TSMC, the world’s No 1 contract chipmaker and a key supplier to Nvidia and Apple, is forecast to report a net profit of T$415.4 billion (US$13.55 billion) for the three months through Sept 30, according to an LSEG SmartEstimate compiled from 20 analysts.
SmartEstimates place greater weight on forecasts from analysts who are more consistently accurate.
TSMC has already flagged a market-forecast-beating rise in Q3 revenue of 30%.
Any profit result above T$398.3 billion would mark the company’s highest-ever quarterly net income and its seventh consecutive quarter of profit growth.
Mario Morales, group vice-president at research firm IDC, said he expects TSMC’s revenue to grow at least 30% to 35% this year.
“I am expecting that TSMC will continue to outperform its peers given the ongoing exponential growth of AI infrastructure investments and that the leading chip suppliers such as Nvidia and AMD have only one place to go – TSMC,” he said.

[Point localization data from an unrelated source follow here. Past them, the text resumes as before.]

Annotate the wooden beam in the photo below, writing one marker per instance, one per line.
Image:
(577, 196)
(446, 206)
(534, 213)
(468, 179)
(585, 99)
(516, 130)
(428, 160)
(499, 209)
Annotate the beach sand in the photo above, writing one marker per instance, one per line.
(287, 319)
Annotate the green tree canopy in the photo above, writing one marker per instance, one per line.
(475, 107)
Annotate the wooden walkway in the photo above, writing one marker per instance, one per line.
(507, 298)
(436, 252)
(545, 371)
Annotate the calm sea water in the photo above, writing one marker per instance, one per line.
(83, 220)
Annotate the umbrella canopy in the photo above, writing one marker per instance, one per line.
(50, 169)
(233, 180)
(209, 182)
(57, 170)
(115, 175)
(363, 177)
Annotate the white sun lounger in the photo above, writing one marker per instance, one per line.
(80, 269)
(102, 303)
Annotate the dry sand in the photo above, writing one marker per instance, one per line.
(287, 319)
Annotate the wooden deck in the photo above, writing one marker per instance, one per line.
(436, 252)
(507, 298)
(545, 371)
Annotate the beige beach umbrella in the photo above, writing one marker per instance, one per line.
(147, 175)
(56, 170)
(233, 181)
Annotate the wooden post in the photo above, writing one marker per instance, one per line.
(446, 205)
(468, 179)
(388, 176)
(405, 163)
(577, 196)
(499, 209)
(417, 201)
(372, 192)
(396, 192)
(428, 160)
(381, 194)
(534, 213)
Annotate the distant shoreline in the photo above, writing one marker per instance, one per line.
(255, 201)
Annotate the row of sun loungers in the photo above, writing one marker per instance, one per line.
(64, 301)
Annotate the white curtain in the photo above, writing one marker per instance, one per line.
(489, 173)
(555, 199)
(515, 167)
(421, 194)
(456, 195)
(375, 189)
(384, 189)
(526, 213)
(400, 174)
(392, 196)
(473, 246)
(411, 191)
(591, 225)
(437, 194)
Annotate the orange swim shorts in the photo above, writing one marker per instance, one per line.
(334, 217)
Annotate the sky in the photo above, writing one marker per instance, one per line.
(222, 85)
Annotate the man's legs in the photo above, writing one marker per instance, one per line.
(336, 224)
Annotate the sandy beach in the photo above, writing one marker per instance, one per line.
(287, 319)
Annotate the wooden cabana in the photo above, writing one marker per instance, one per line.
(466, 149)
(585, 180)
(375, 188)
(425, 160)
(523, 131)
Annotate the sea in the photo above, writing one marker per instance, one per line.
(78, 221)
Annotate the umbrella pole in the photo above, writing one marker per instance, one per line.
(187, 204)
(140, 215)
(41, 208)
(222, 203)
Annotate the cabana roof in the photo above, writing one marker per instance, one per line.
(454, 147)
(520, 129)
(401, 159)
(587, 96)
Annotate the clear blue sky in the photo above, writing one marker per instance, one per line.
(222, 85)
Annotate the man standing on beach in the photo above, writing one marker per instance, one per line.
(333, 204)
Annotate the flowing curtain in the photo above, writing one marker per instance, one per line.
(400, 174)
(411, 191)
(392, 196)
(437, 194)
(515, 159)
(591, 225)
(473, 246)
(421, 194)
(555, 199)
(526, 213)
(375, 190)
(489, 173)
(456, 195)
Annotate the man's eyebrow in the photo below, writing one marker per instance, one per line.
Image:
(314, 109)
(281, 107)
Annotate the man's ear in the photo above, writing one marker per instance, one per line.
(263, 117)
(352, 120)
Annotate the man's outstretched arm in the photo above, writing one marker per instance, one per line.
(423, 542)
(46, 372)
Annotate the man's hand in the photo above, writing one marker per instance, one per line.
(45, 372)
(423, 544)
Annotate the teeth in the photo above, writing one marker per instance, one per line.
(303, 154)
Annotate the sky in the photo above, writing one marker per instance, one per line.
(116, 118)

Morales said that even as tariffs and trade disputes add uncertainty, AI infrastructure remains a “strategic land grab” for cloud-service providers, manufacturers and companies, ensuring investment continues to concentrate in that space.
TSMC, Asia’s most valuable listed company with a market capitalisation of around US$1.22 trillion – nearly three times that of South Korean rival Samsung Electronics – is due to report on Thursday and will provide fourth-quarter guidance in an earnings call scheduled for 6am.
It remains unclear how much US President Donald Trump’s tariffs will affect TSMC.
Taiwan’s exports to the USs are currently subject to a 20% tariff, but that excludes chips.
US secretary of commerce Howard Lutnick proposed last month that Taiwanese companies split their production of chips 50-50 between Taiwan and the US, compared to the current setup where the vast majority of the production is on the island.
Taiwan has rejected that idea, and TSMC is already investing US$165 billion building factories in the US in the state of Arizona.
Shares in TSMC have gained 30% so far this year on optimism over AI, largely brushing off tariff concerns.
The heavyweight’s rise has powered the benchmark Taiwanese index’s 16.9% advance over the same period.